MISSION, BC—The Mission District Council has unanimously affirmed its opposition to the present federal government constraints on funding for public water services. At last night’s regular meeting, Council pledged to call on Ottawa to protect and enhance public water and public wastewater systems by not restricting federal infrastructure funding and maintenance to P3s (Public Private Partnerships).
The move came in response to a presentation by Water Watch Mission - Abbotsford detailing Ottawa’s stance that “municipalities must either privatize their water services or they will not be considered for funding for water projects.” WWMA Mission spokesperson Janet Chalmers called the federal position coercive and unfair, adding that “the federal government should not be demanding that communities like Mission sell off our vital public services to be operated for private profit.”
Chalmers told Council: “We want you to tell the federal government to invest in renewal, replacement and operation of public water and wastewater infrastructure and to stop compelling municipalities to apply for federal funding through P3 Canada. We want our water treatment in public hands, including the management of it.’’
Last spring, Mission District Council joined a growing list of BC communities that have rejected proposals to privatize their water services. The District bowed out of a proposed $300-million Stave Lake P3 water supply and treatment project. A resolution on the same project will be on the ballot in November’s civic elections in nearby Abbotsford.
CUPE water campaigner and Mission resident Diane Kalen-Sukra spoke on the rejected project: “We watched many council members, not just here in Mission but also in Abbotsford, agonize and express dismay at the predicament our municipalities have been put in to access federal funds for vital infrastructure projects.
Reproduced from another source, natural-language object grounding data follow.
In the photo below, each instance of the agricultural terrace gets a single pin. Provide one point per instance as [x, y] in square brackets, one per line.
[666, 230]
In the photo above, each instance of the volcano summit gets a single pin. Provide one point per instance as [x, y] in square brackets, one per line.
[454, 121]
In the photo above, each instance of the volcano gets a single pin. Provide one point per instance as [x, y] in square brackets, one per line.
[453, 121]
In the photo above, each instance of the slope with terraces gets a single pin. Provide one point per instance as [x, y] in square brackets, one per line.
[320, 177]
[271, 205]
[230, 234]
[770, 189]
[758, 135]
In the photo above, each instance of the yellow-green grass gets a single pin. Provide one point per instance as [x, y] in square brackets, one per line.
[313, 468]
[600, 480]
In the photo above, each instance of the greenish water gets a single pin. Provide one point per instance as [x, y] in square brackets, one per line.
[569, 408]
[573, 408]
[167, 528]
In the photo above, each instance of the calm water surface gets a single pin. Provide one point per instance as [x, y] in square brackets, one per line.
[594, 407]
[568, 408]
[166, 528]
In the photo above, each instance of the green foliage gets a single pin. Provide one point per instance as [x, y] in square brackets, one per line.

You were being forced to push it through this P3 stream or to privatize our public services - in this case involving the operation (for the proposed Stave Lake project) of our water services for the next 25 years. Mission Council made the correct decision in turning it down.”
WWMA representatives asked Council to support a resolution at the upcoming Union of BC Municipalities annual meeting in Vancouver Sept. 20-26. The resolution, drafted by Burnaby City Council, calls on the federal government to provide funding for public water infrastructure and delivery projects.